This came up because we exposed retry to be configured via an environment variable so we can adjust it, however regardless of it's value we wanted the retryBackoff option enforced. It's not likely we'll ever have 0 retries configured, so this isn't important. IΒ thought I'd raise it just in case it wasn't intentional.


Some other questions/thoughts I've had since:

Re-running jobs that have failed

Consider the situation where something goes wrong and some jobs fail completely, exceeding the retry limit, and have since moved into the archive. What's the easiest way once the larger problem is resolved to re-run those jobs? I guess it's worth mentioning as well that all completed jobs are treated equal. If successful jobs were archived more frequently than failed that could make it easier to re-run them again (manually), by updating their state value.

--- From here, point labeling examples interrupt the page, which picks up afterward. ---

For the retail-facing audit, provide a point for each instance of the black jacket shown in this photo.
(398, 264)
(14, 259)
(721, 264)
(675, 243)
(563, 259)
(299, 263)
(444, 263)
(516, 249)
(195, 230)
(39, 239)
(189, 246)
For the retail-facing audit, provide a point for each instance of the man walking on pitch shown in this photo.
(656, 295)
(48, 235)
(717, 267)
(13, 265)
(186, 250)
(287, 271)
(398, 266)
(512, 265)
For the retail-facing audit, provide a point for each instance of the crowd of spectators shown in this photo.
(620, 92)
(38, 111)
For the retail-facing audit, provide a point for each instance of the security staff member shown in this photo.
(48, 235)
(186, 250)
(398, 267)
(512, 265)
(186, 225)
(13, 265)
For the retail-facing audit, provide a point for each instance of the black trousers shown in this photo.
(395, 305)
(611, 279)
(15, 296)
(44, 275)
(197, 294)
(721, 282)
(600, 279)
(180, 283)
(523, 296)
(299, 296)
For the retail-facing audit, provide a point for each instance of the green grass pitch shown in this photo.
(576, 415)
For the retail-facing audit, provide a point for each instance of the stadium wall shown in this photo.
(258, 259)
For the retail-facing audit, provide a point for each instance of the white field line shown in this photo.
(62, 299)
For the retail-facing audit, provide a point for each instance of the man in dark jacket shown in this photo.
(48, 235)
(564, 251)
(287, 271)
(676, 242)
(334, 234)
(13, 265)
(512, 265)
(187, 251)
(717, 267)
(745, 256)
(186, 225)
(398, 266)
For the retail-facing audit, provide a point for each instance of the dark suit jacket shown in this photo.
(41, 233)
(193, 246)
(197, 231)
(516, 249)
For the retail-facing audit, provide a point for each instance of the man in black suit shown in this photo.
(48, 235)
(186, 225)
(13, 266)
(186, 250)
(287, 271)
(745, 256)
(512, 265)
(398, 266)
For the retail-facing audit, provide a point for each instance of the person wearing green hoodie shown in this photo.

Capturing job errors in response

Currently if a promise is rejected due to an error raised (e.g. throw new Error("message")), this data isn't properly stored in the queue's completion data. Currently we're working around this in our handler wrapper (which also does some other things, such as New Relic instrumentation), by having our own .catch(...), serializing if instanceof Error, and then re-rejecting it.

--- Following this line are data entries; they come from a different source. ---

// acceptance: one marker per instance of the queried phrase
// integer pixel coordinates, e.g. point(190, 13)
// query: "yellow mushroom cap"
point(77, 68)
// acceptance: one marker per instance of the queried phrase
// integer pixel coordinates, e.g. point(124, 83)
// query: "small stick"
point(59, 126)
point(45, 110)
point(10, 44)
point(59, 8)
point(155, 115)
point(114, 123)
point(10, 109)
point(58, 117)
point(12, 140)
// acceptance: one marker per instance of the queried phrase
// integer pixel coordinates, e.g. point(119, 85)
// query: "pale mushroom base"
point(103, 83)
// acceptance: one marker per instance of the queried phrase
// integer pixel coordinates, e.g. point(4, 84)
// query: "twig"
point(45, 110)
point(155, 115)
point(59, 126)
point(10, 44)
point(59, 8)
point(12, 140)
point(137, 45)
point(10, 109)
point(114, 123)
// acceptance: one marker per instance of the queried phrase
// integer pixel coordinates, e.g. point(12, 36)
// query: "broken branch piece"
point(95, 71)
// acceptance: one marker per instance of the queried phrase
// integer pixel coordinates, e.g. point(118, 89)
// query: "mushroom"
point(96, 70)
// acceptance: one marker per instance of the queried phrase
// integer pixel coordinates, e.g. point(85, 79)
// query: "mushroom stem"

Reporting queue performance into AWS CloudWatch

We aren't doing this yet, but intend on using their API + the monitor-states event to report the state of the queue for monitoring/alerting/dashboards etc. I thought I'd ask if you've done the same and if you have any tips or guidance here.

timgit commented 6 years ago

Re-running jobs that have failed

Perhaps a republish(id) that attempts to find a completed job in either the job or the archive table?

Capturing job errors in response

I'll take a look at this. You're wanting the stack as well I assume.

Reporting queue performance into AWS CloudWatch

I think you're hunting for ideas around "how do I know when things aren't healthy", and I guess this would need to be a combination of "what queue is this" and some sort of trend analysis to determine if things are improving vs. getting worse. I don't currently have any interesting metrics or heuristics to share in this regard, but I'm interested in what you come up with .

jr14marquez commented 6 years ago

@timgit Just discovered pg-boss and i love it. Tried out version 3 and was wondering if it's possible to have monitor-states pass back the data? Its a great overall status but i'd like to display on a web page what is in the queue.

timgit commented 6 years ago

This is one advantage of having the queue as a table. Feel free to issue arbitrary queries against both the job and archive tables. Use your best judgment to decide how many queries to run against it, however, as read activity will have some impact on performance.

jr14marquez commented 6 years ago

@timgit Thanks! To do that would it be best to create my own pool and pass that to the pg-boss instance and use it to query what i need? If so do you have an example of doing this?

Also, not sure if this is intended but should the singletonKey example below enter 123 into the database or the whole object? Right now i noticed it enters {singltonKey:'123'} into the database. boss.publish('my-job', {}, {singletonKey: '123'}) // resolves a jobId

timgit commented 6 years ago

@jr14marquez, you can just use the pg module directly. pg-boss doesn't have an arbitrary query api.

I'm not sure what you mean by singletonKey. There's a text column in the job queue table specifically for this value, if that helps.

timgit commented 6 years ago

@timclipsham I just published 3.0.0-beta4 which should address most the major issues with the last beta that you pointed out.

I also added a migration to this release, so it's kind of a RC in that regard.

jr14marquez commented 6 years ago

@timgit My mistake on the singleonKey. Misunderstood. Also, instead of using pg-module i just used boss.db.executeSql(query) to get what i needed out of the database. That worked perfectly.